In doing so, an administrator can prevent one user from consuming an entire file system's resources, or create a system of tiered access, whereby users can have different levels of restriction. This is used, for example, by web hosting companies to provide different levels of service based upon the needs and means of individual clients.

In most cases, quotas are also specific to individual file systems. Should an administrator want to limit the usage of a specific user on all file systems, a separate quota would have to be specified on each.

When a soft quota is violated, the system normally sends the user (and sometimes the administrator as well) some sort of message. No further action is typically taken.

Some systems prevent disk write operations that would result in hard quota violations from completing successfully, while others wait until the quota has been physically violated before denying write requests. The user is typically notified through the failed write operation error messages generated by the violating applications, while the administrator is almost always sent a notification as well.
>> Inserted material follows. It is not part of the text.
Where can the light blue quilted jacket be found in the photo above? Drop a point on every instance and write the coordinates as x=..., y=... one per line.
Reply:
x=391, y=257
Disk quotas are supported by most modern operating systems, including Unix-like systems, such as AIX (using JFS or JFS2 filesystem), Linux (using ext3, ext4, ext2, XFS (integrated support) among other filesystems), Solaris (using UFS or ZFS), Microsoft Windows starting with Windows 2000, Novell NetWare, VMS, and others. The method of administration for disk quotas varies between each of these operating systems. Unix-like systems typically provide a quota command for both administration and monitoring; graphical front-ends to the command may also be used. Unix and Unix-like operating systems frequently feature a grace period where users may exceed their quota limits for a brief period of time. Windows 2000 and newer versions use the "Quota" tab of the disk properties dialog. Other systems provide their own quota management utilities.

==Common Unix disk quota utilities==
- quota – display a user's file system disk quota and usage;
- edquota – Edit user quotas for file system;
- setquota – Set disk quotas for file system;
- repquota – Summarize quotas for a file system;
- quotacheck – File system quota consistency checker;
- quotaon – Turn file system quotas on and off;
- /etc/fstab (Linux) or /etc/vfstab (Solaris) – list of default parameters for each file system including quota status.